Kernel With Grid Size in GPU Memory

For an algorithm I am currently implementing, it would be very convenient to have a way to launch kernels whose grid sizes depend on a parameter held in GPU memory (that would be calculated in previous kernels), without having to pay the cost of copying the parameter back, synchronizing and launching the kernel with the desired grid size, since we are aiming for maximum performance.

As far as I understand, cudaLaunchHostFunc is entirely useless for this purpose since it is forbidden to call any CUDA function from within the enqueued host function, which makes perfect sense to maintain a deterministic order of operations.

The only way I can see to accomplish something close to this would be to resort to dynamic parallelism, launching a kernel from the host side that simply launches the desired kernel with the appropriate grid size, but this seems rather inelegant, not to mention that we have to would pay the kernel launch overhead twice. (Plus any potential performance losses from using dynamic parallelism overall.)

Given that we are dealing with a problem whose size that can go up to 2^22 = 4194304, but whose typical values can be probably 20 to 40 times less than that, launching enough threads to cover the worst-case scenario seems to be a rather wasteful alternative.

I am posting here in the hope that I have overlooked some more obscure or arcane part of the API that would provide the necessary functionality.

Thank you for taking the time to read this, and, if that is the case, for answering.

Not necessarily. Depending on the amount of work performed by the kernel and where the bottlenecks are in the kernel, the performance impact could even be minimal.

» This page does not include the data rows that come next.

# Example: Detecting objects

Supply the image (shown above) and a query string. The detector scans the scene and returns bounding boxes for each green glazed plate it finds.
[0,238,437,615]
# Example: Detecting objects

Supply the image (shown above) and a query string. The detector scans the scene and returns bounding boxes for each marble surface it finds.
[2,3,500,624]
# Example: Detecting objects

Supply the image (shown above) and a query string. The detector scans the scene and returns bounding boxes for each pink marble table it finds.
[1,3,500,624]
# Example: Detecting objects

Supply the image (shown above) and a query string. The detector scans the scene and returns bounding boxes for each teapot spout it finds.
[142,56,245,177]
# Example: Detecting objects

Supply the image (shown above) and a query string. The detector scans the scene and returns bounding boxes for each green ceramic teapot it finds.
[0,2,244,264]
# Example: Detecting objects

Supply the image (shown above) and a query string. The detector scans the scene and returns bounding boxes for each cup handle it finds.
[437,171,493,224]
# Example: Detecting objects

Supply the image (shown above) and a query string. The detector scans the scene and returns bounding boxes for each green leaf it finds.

This assumes that the kernel checks tests the “parameter held in GPU memory” early on in the kernel, so that threads with nothing to do terminate immediately.

One of the major incentives for adding dynamic parallelism to CUDA was precisely the flexible run-time addition of threads. But the main use case envisioned for that is when such expansion needs to happen at multiple points during runtime, e.g. processing on a gridded or triangulated surface where, for example, higher resolution is required near edges to model underlying physical boundary processes accurately.

You seem to describe a single parameter whose value is known to all threads the moment a kernel starts running. If so, the use of dynamic parallelism seems overkill here and a simple oversized grid seems worth trying.

Indeed, contrary to what some (probably flawed) initial benchmarking had led me to believe, this reduced the execution time of some steps that used some kernels like this by a factor of almost 2! Thank you so much for the suggestion.